The lawsuit accuses OpenSea of misleading investors and enriching itself through transaction fees on NFTs. According to the complaint, the plaintiffs believed that the NFTs traded on the platform were registered securities based on OpenSea’s representations. Although the lawsuit does not specify the damages incurred, it asserts that NFTs qualify as securities under the definition of investment contracts. The U.S. Securities and Exchange Commission (SEC) has echoed similar sentiments in its enforcement actions, stating that NFT buyers invest money in a common enterprise with the expectation of profits derived from others’ efforts.
This legal action follows OpenSea’s recent receipt of a Wells notice from the SEC, indicating that the agency intends to sue the platform over its NFT offerings. OpenSea CEO Devin Finzer voiced concerns on Twitter, arguing that regulating digital art similarly to collateralized debt obligations could endanger artists and the broader NFT community. “The SEC is threatening to sue us because they believe NFTs on our platform are securities,” he stated. “We should not regulate digital art in the same way we regulate collateralized debt obligations.”
In a response that highlights the tension between regulators and the NFT market, SEC Commissioners Hester Peirce and Mark Uyeda criticized the agency’s approach, calling it “misguided and overreaching.” Their comments came in the wake of the SEC’s aggressive stance against an NFT-gated restaurant chain, further complicating the regulatory landscape for digital assets.
Moskowitz’s latest lawsuit aligns with a broader narrative of legal scrutiny within the cryptocurrency space.

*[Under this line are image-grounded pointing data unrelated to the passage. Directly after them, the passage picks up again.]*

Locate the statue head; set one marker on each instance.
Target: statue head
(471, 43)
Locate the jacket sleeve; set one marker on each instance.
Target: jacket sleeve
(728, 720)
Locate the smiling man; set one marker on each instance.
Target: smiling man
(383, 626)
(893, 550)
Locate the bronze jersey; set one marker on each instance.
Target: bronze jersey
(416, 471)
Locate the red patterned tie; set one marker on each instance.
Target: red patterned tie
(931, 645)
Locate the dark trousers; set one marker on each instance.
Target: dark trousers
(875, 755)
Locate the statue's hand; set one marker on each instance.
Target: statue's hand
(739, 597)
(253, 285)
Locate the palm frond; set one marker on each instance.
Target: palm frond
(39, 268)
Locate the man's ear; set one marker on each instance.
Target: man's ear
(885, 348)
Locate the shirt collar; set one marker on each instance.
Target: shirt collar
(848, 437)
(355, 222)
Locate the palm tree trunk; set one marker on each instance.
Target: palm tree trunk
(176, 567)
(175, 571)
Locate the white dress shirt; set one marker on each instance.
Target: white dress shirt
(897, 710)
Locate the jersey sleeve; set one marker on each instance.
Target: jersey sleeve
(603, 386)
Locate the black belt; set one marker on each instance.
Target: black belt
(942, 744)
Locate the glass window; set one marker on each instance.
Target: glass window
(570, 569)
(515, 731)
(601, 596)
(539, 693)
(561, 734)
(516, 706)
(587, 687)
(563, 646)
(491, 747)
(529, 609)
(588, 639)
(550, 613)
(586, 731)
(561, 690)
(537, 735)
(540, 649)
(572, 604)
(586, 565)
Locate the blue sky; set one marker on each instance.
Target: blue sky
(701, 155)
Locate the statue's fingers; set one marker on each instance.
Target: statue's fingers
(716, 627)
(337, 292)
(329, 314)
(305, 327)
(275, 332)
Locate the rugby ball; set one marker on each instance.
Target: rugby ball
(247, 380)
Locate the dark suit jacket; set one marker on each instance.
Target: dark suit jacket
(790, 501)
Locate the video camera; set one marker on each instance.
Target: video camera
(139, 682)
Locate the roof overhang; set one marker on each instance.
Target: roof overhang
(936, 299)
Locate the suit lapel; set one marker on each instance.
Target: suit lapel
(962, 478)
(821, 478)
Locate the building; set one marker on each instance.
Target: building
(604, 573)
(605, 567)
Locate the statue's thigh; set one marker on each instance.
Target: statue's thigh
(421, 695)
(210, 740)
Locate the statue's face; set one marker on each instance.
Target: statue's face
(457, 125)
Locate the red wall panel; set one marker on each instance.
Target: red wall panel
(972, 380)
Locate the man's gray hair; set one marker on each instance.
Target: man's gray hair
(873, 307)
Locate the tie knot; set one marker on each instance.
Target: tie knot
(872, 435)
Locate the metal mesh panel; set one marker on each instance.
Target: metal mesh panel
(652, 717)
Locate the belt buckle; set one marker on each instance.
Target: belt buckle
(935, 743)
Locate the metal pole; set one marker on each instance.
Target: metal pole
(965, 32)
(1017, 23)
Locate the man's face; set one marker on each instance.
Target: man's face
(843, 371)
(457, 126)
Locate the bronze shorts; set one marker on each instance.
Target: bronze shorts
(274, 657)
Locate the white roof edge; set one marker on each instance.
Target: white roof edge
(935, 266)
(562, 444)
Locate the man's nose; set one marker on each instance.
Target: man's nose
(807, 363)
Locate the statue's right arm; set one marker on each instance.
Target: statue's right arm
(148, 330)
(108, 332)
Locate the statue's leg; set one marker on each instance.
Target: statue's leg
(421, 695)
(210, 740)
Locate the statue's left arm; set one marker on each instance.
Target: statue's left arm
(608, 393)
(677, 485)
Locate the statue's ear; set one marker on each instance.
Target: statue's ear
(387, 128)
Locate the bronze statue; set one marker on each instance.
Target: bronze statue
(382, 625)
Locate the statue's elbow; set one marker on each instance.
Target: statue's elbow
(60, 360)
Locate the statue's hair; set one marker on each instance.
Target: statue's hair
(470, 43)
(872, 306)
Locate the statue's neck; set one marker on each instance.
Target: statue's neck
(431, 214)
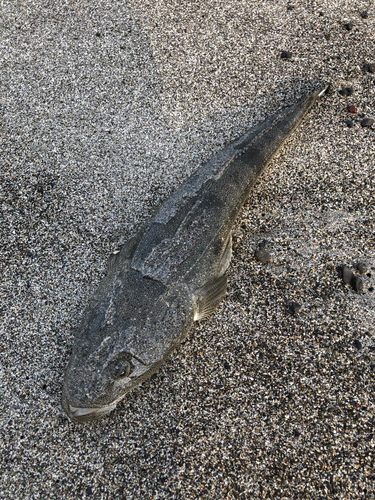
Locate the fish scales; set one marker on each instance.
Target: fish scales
(169, 275)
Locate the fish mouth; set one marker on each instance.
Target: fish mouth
(86, 414)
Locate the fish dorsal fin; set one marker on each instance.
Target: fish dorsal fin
(226, 257)
(208, 297)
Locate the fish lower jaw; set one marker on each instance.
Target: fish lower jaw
(85, 414)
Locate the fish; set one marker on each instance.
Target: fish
(169, 275)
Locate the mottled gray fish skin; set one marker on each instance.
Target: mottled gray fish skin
(169, 275)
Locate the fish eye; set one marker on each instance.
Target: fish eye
(121, 368)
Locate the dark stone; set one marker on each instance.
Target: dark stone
(262, 244)
(284, 54)
(295, 308)
(262, 256)
(367, 122)
(357, 283)
(357, 344)
(362, 268)
(346, 91)
(346, 274)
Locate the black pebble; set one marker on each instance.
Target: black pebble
(346, 274)
(357, 283)
(284, 54)
(362, 268)
(346, 91)
(295, 308)
(367, 122)
(262, 256)
(357, 344)
(262, 244)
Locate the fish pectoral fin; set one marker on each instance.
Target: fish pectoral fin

The firm recently scored a partial victory in its case against O’Neal, with a Florida judge permitting some allegations to move forward. Notably, the complaint also references NFTs from O’Neal’s Solana-based project, Astrals, available on OpenSea.
As the lawsuit unfolds, it raises critical questions about the future of NFTs and their classification under securities law. With regulatory bodies and legal firms actively seeking to define the parameters of this burgeoning market, the implications for artists, collectors, and platforms like OpenSea remain to be seen. This case is sure to be a touchstone in the evolving discourse surrounding NFTs and regulation, highlighting the need for clarity in a fast-changing industry.